Now, as the Dec. 16 deadline nears for signing up for the next police entrance exam in February, the city has hired a communications management firm to run a $100,000 minority outreach campaign to persuade members of minority communities to apply. It’s a much bigger effort than the one preceding the previous police entrance exam in 2013.

On Monday morning, Mayor Rahm Emanuel and Police Supt. Garry McCarthy urged a group of 130 ministers, community leaders and residents meeting at the University of Chicago to spread the word as well.

McCarthy has said that, unfortunately, many members of minority communities aren’t all that interested in becoming police officers in the current political milieu. In September, he told the Sun-Times, “When I’ve spoken to a lot of our African-American officers, they tell stories about losing a lot of friends when they became police officers.”

That’s understandable, but law enforcement is an honorable and well-compensated career. And it’s important for any city to have a diverse police department — one that looks like part of the community and not an occupying force.

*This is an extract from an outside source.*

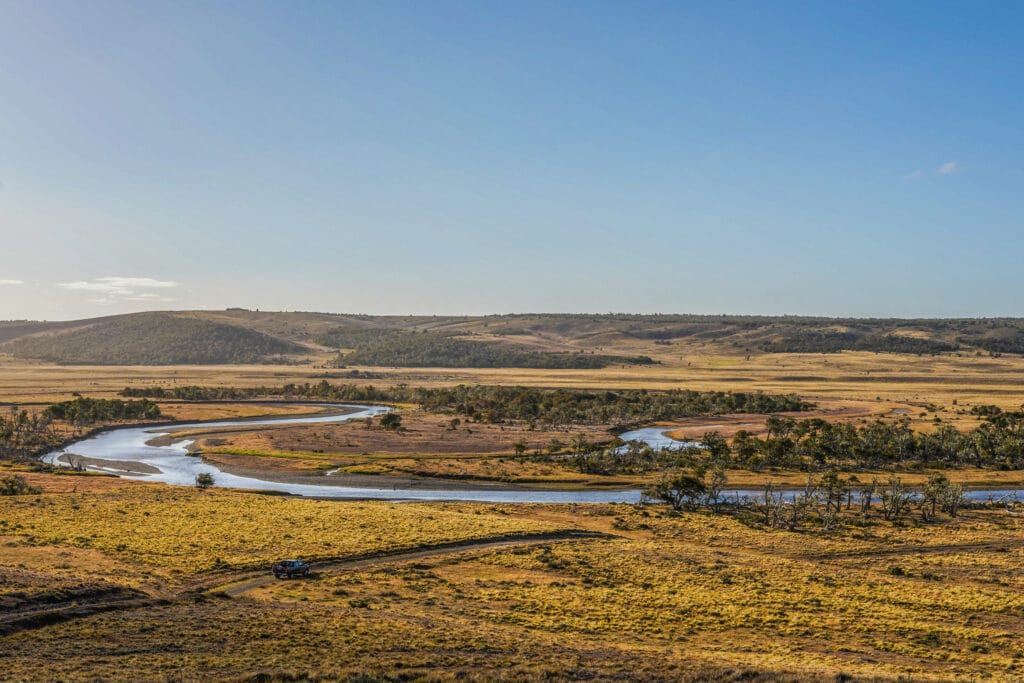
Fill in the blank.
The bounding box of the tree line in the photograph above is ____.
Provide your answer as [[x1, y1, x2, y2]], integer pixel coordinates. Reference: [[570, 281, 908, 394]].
[[642, 461, 966, 531], [43, 396, 160, 425], [317, 328, 654, 370], [121, 380, 813, 427], [0, 396, 160, 461]]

At a news conference on Monday, McCarthy said the job of police officer offers “the best and the worst of humanity in the same day, frankly.” He said the pendulum swings from “I can’t believe that just happened” — when encountering the best of humanity — to “God almighty, I can’t believe what I just saw.

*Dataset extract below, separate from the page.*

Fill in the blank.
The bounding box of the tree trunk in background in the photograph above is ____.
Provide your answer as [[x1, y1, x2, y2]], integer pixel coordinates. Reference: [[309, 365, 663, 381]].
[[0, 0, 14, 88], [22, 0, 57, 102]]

“The rewards are so much greater than the things that you suffer through, quite frankly, and that’s the only way I can put it,” he said.

Around the country, minority communities have clashed with police. We saw that in Ferguson, Missouri, with the case of Eric Garner in New York, and the case of Freddie Gray in Baltimore, among others. People want police officers in their neighborhoods officers who identify with them and their experiences.

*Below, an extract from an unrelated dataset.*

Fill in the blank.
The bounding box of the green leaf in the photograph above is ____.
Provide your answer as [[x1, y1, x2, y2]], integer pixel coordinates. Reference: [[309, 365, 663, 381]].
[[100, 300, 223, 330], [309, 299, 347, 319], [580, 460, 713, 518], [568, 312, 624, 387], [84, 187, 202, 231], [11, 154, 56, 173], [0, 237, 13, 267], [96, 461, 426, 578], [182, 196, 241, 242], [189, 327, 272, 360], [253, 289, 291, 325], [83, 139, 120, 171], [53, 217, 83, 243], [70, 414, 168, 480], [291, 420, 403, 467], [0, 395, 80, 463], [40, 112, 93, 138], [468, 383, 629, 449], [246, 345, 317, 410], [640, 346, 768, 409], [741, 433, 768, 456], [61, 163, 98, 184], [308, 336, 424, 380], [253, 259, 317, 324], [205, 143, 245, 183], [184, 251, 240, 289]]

Earlier this year, Ald. Anthony Beale (9th), former chairman of the City Council’s Public Safety Committee, said the only way to make the Police Department more diverse is to do away with the background checks and psychological testing for news cops. He called the tests and checks tools for weeding minority applicants.

But doing away with testing and background checks would be irresponsible — these folks will carry guns — and the gap in passing rates on such screening tests for minority and white candidates has almost disappeared. For example, whites pass at a rate of 84 percent and blacks pass at 82 percent.

The answer is to attract enough qualified minority applicants that the city can have both a diverse and highly qualified Police Department.